Genova. L’affluenza in Liguria al termine del primo giorno di voto per il referendum sulla giustizia supera il 47%.
Poco dopo la chiusura di seggi il dato sul portale Eligendo era del 47,26 contro la media nazionale del 45,72%. A livello provinciale, nel genovesato aveva votato poco più del 47%, mentre nella provincia della Spezia l’affluenza sfiorava il 50%. A seguire Savona con il 48,07% e Imperia con il 40,77%.
A Genova, con poche decine di sezioni scrutinate, il dato dell’affluenza superava il 48% (48,63%).
Referendum, l’affluenza alle 19
Alle 19 era andato a votare il 41,95% degli aventi diritto nella regione, tra le affluenze più alte in Italia, dove la media nazionale si ferma al 38,90%.
Guardando alle province, quelle di Genova su attestava al 42,88% sopra Imperia (36,83%) e di poco sopra Savona (42,06), ma sotto La Spezia, provincia che registra l’affluenza più alta: 43,07%.
A Genova l’affluenza era del 43,01%. I Comuni con l’affluenza più alta sono Arenzano (48,86%), Cogoleto (48,47%) e Crocefieschi (48,72%).
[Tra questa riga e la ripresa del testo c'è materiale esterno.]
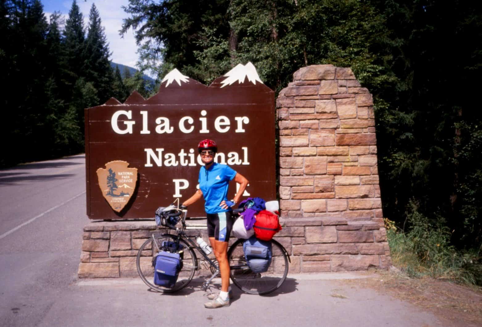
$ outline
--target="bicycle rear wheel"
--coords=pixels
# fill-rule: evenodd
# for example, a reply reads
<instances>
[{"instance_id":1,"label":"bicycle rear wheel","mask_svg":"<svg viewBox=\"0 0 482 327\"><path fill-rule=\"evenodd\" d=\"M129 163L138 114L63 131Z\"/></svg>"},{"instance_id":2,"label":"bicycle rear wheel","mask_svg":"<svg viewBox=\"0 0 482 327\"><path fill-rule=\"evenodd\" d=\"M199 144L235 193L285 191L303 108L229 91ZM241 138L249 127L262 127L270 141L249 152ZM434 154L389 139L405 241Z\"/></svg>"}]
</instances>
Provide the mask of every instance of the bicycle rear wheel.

Referendum, affluenza alle 12
Alle 12 di domenica in Liguria l’affluenza era intorno al 17,5%, più alta rispetto alla media nazionale, sotto il 15%.
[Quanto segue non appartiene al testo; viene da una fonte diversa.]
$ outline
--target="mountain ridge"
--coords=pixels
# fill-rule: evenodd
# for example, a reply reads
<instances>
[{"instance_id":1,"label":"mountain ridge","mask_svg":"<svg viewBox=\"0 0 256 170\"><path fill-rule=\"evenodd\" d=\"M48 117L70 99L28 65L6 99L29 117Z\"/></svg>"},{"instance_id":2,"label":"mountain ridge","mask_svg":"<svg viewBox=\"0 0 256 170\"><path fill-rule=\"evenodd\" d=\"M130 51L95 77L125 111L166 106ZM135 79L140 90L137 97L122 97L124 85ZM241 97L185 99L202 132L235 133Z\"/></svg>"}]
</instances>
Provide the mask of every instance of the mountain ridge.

Nella provincia di Genova l’affluenza superava il 18%. Nel capoluogo ligure era del 18,5%.
Referendum sulla giustizia: per cosa si vota e sino a quando
Si vota sino alle 23 di domenica e dalle 7 alle 15 di lunedì. Gli aventi diritto possono votare per il referendum costituzionale sulla riforma della giustizia ratificata dalle Camere: sulla scheda si sceglie tra Sì o No riguardo alla modifica di 7 articoli della Costituzione.
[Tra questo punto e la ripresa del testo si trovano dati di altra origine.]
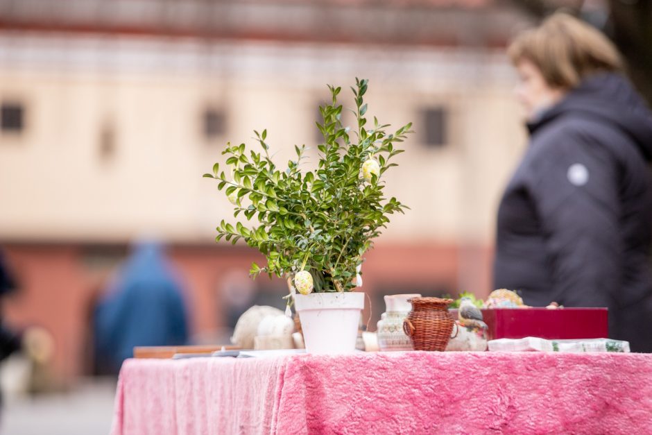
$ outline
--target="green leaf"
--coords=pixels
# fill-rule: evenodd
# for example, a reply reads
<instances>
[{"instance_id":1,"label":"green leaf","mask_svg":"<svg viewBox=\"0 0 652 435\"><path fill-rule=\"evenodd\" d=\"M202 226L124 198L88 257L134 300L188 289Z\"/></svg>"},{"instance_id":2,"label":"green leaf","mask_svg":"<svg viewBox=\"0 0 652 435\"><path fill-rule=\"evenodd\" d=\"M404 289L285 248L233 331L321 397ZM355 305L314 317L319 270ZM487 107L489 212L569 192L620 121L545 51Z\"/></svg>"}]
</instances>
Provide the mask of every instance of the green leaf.
<instances>
[{"instance_id":1,"label":"green leaf","mask_svg":"<svg viewBox=\"0 0 652 435\"><path fill-rule=\"evenodd\" d=\"M267 202L265 203L265 205L266 205L268 210L269 210L271 212L279 211L278 205L276 205L276 202L271 199L268 199Z\"/></svg>"}]
</instances>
Il quesito è il seguente: “Approvate il testo della legge di revisione degli artt. 87, decimo comma, 102, primo comma, 104, 105, 106, terzo comma, 107, primo comma, e 110 della Costituzione approvata dal Parlamento e pubblicata nella Gazzetta ufficiale del 30 ottobre 2025 con il titolo “Norme in materia di ordinamento giurisdizionale e di istituzione della Corte disciplinare?”.
La consultazione è confermativa: votando sì si approva la modifica. Non è previsto quorum, e a prescindere dall’affluenza vincerà la scelta che otterrà più voti.
La riforma istituisce la separazione delle carriere dei magistrati inquirenti e giudicanti, finora unite secondo Costituzione. Al posto di un solo Consiglio superiore della magistratura (organo di autogoverno della categoria) ne verrebbero istituiti due con i membri togati sorteggiati tra gli oltre 9mila in attività, e quelli laici estratti in liste scelte dalle Camere. Un’unica Alta Corte disciplinare, invece, potrà decidere sulle sanzioni) dei magistrati.